L'Agence nationale de sécurité sanitaire de l'alimentation, de l'environnement et du travail (Anses) considère cependant que cette modification ne reprend pas exactement les exigences prévues par la directive de 2001. Elle les remplace par une méthodologie d'évaluation des risques insuffisamment explicite pour garantir la fourniture par les pétitionnaires de l'ensemble des études et données scientifiques nécessaires à l'évaluation des risques pour la santé animale, humaine et environnementale.
L'autorisation de mise sur le marché du médicament vétérinaire
Depuis sa création en 2010, l'Agence nationale de sécurité sanitaire de l'alimentation, de l'environnement et du travail (Anses) exerce des activités scientifiques dans différents champs d'application des biotechnologies.
Ses compétences se sont élargies en 2022 aux risques liés à l'utilisation des OGM en milieu ouvert (ou « disséminés volontairement dans l'environnement ») tels que la mise en culture de plantes en plein champ, y compris au stade expérimental, les autorisations d'essai clinique de médicaments vétérinaires et les demandes d'autorisations de mise sur le marché (AMM) de médicaments vétérinaires et humains au niveau européen.
Les AMM sollicitées dans le cadre des procédures centralisées au niveau de l'UE sont délivrées par la Commission européenne, après avis du Comité des médicaments à usage vétérinaire (CVMP) de l'Agence européenne du médicament (EMA). Les dossiers sont répartis auprès des autorités nationales qui jouent le rôle de rapporteur, similairement à la procédure centralisée pour les AMM relatives aux médicaments à usage humain.
Il faut préciser que cette procédure centralisée s'applique obligatoirement lorsqu'il s'agit de médicaments issus des biotechnologies.

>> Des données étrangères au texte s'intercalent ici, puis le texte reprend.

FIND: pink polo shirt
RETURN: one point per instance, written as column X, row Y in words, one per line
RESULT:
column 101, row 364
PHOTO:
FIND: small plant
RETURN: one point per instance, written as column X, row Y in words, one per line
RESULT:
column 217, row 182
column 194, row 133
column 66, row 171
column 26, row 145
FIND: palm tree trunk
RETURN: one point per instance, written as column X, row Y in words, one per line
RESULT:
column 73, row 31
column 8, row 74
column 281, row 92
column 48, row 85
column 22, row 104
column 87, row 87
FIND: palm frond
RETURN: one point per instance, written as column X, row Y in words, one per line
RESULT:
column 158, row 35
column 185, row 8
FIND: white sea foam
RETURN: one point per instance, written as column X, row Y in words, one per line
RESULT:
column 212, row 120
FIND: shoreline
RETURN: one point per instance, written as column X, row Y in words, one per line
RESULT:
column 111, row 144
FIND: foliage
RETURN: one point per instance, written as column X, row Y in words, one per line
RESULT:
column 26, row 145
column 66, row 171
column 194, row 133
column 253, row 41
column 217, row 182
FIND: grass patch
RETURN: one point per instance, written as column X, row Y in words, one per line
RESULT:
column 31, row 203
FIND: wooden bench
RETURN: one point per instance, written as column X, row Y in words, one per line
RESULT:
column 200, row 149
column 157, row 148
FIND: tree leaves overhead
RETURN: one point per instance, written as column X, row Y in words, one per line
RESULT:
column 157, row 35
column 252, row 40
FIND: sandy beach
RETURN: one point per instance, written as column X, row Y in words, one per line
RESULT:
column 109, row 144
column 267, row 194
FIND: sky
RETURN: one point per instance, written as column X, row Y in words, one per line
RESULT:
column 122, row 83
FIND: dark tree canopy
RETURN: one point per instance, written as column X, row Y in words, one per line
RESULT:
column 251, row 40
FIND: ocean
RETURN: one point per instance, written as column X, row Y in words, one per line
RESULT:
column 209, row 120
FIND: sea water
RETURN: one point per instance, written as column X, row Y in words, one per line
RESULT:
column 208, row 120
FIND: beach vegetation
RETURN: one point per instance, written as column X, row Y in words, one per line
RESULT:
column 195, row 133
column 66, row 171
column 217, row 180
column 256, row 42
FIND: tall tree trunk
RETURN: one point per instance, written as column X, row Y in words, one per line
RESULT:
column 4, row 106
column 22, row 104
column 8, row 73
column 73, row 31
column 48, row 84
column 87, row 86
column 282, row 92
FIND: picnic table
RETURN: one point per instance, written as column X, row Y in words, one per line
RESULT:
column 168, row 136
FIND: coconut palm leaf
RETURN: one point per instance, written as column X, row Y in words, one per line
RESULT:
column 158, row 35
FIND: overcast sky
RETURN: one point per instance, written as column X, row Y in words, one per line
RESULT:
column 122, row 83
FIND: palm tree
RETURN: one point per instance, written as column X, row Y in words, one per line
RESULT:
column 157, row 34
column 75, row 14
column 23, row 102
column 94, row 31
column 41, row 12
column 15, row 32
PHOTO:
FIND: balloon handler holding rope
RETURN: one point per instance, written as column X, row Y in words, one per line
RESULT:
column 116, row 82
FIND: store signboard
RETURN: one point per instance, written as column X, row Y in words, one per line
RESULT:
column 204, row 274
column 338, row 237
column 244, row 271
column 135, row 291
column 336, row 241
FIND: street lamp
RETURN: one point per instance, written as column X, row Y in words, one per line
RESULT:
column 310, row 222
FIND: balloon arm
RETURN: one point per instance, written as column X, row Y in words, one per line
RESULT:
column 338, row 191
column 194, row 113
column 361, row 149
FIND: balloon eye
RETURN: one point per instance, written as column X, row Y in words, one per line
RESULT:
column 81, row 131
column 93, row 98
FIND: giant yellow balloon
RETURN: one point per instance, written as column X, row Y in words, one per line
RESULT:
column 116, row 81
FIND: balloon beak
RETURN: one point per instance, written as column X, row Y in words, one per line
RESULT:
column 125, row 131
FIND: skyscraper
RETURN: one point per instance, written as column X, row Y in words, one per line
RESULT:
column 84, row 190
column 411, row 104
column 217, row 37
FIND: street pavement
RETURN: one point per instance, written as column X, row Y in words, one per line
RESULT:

Dans le cas des médicaments vétérinaires de thérapie innovante issus des biotechnologies, dont les OGM, l'Anses est amenée à intervenir au travers de l'Agence nationale du médicament vétérinaire (ANMV) - intégrée dans l'Anses depuis la fusion opérée en 2010 - qui est l'autorité française compétente pour suivre le risque relatif aux médicaments vétérinaires au regard de la santé humaine ou animale et de la protection de l'environnement.
Les AMM sont délivrées après évaluation du rapport bénéfice/risque et de la qualité pharmaceutique sur la base d'un dossier déposé par le demandeur.
Source : Anses et ANMV
b) Une atteinte aux compétences des États membres en matière de vérification du risque environnemental des médicaments vétérinaires
Lors de son audition par les rapporteurs, les représentantes de l'Anses a fait part de son étonnement quant à la modification prévue à l'article 28 concernant la procédure d'AMM des médicaments vétérinaires contenant des OGM. Cette modification supprime l'obligation pour l'EMA de consulter les autorités compétentes des États membres en matière de risque environnemental des OGM, tout en lui laissant la possibilité de le faire « en particulier pour les produits de première catégorie ou lorsqu'une question nouvelle se pose. ».
Or, à l'heure actuelle, lors de l'évaluation d'un dossier de demande d'AMM de médicament vétérinaire, l'État membre rapporteur réalise une évaluation complète qui est ensuite soumise aux commentaires des autres États membres. La partie relative à l'évaluation des risques pour l'environnement est quant à elle transmise aux autorités compétentes des autres États membres pour commentaire, soit l'Anses en France.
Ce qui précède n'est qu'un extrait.